Introduction

Stillbirth remains a relatively neglected outcome in all countries. Accurate prediction of stillbirth has remained elusive, particularly in lower and lower-middle-income countries which account for at least 84% of all stillbirths globally [1]. If stillbirth can be predicted in such countries, a large number of cases might be prevented. In response to this significant global issue, Kumar et al. [2] developed a model for the prediction of stillbirth after 28 weeks of pregnancy for women with hypertensive disorders of pregnancy. Abruption, gestational hypertension, family history of hypertension, maternal education, low number of antenatal visits (< 4 visits) and low foetal weight (< 2000 g) were used as predictors. The authors reported one of the strongest model performance results that have been reported of any study to date: 80% sensitivity, 70% specificity and 85% AUC. These seemingly strong results may lead clinicians to adopt the authors’ risk calculator (Excel spreadsheet) as a screening tool for stillbirth. However, I caution against application of the risk calculator on the basis that the size of the study, the performance of the model and the applicability of the model have been overstated.

Main Text

Although the study successfully motivated further endeavour for the development of such models in India, several design and reporting limitations hamper both inference and application. I propose the following methodological considerations for future studies on the topic based on our team’s experience with one of the largest studies (n > 5,500 stillbirths) on stillbirth prediction to date, published in Nature Scientific Reports [3]; externally validated studies on preterm birth [4, 5]; and a recent registered protocol [6].

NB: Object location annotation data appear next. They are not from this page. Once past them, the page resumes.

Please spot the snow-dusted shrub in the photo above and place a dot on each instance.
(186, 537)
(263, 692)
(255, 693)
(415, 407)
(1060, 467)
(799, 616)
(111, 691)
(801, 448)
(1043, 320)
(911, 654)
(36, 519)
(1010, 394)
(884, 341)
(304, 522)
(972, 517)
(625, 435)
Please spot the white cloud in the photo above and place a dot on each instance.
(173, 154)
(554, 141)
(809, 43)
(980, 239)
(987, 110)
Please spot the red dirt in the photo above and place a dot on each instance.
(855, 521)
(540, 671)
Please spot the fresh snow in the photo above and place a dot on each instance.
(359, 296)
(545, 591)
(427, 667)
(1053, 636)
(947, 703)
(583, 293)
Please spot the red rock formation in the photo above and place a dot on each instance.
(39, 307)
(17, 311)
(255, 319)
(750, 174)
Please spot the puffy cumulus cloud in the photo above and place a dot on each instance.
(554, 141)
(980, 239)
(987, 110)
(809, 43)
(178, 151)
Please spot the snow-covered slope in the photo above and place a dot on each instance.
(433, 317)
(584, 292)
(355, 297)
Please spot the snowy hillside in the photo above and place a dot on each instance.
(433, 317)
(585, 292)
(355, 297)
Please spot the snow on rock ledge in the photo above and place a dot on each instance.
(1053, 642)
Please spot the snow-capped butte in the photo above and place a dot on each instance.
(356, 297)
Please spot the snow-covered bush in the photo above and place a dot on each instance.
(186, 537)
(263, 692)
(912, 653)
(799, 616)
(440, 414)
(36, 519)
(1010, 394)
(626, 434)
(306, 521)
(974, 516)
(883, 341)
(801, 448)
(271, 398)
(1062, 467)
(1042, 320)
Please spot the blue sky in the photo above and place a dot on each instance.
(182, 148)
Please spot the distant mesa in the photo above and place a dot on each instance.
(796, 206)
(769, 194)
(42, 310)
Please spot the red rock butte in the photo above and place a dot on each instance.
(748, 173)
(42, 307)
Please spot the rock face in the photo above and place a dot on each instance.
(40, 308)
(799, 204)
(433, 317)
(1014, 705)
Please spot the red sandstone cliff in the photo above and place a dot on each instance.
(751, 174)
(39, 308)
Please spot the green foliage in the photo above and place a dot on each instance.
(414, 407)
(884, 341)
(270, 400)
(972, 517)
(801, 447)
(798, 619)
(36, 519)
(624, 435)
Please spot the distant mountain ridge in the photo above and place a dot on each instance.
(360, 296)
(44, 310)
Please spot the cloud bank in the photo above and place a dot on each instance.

Firstly, the research question should be well defined. A research question for prediction or prognosis [3] is different to the more commonly investigated goal of explanation (aetiology) [7] and warrants a targeted approach to study design, model development and bias assessment. Contrary to the implicit assumption by Kumar et al.[2], it is possible for single risk factors to be not statistically significantly associated with stillbirth yet be predictive when considered together with other risk factors. Internal validation via a single hold-out sample or n-fold cross-validation has its limitations but at least provides a degree of confidence in predictive performance because the validation set is somewhat independent of the data used to develop the model. Lack of internal validation, as is the situation in the study by Kumar et al.[2], motivates postponement of external validation until this is achieved, and consequently proscribes application of the model for screening. Model development for stillbirth prediction would typically require observation of large numbers of stillbirths of the order of thousands and perhaps tens of thousands (cf. 265 stillbirth cases used by Kumar et al.[2]); and acknowledgement that risk operates on a continuum and has uncertainty (cf. no point or interval estimates for predictions in the risk calculator by Kumar et al.[2]). Finally, the importance of specificity must be maintained at levels at or above, say 90–95% [3] (cf. 70% used by Kumar et al.[2]) to minimise unnecessary intervention for pregnancies that would otherwise end in a healthy live birth with minimal maternal and child morbidities. Based on the ROC curve, if Kumar et al.[2] reported sensitivity at 95% specificity (comparable with other studies), sensitivity would reduce to approximately 50%—the flip of a coin. There is real possibility that screening based on a sub-standard test will be expensive, increase psychological distress among patients and introduce additional iatrogenic perinatal morbidities from over-treatment.

Discussion

It is commendable that the authors and the World Health Organization South-East Asian Region (WHO SEAR) invested in the development of a database for congenital anomalies (SEAR-NBBD) and that the database includes stillbirths. Ideally researchers would require a registry of all births to enable estimation of incidence (or perhaps more accurately, prevalence at birth) and to ensure the study sample is both representative of pregnancies that end in stillbirth as well as live birth. Consequently, it is unclear as to whether the performance for the model reported by Kumar et al. [2] is impacted by selection of the control population. Given the improvement in collection of health data by health facilities and governments, the increased attention towards personalised medicine and the burgeoning field of data science, it will not be surprising to see a rapid increase in the development of models for prediction of adverse pregnancy outcomes in India. Such early attempts to derive prediction models for stillbirth are a step in the right direction and address the paucity of such studies on the topic.

Conclusion

The rate of progress towards the development of a highly performing useful prediction model will be greatly sped up by considering the methodological considerations described in this article.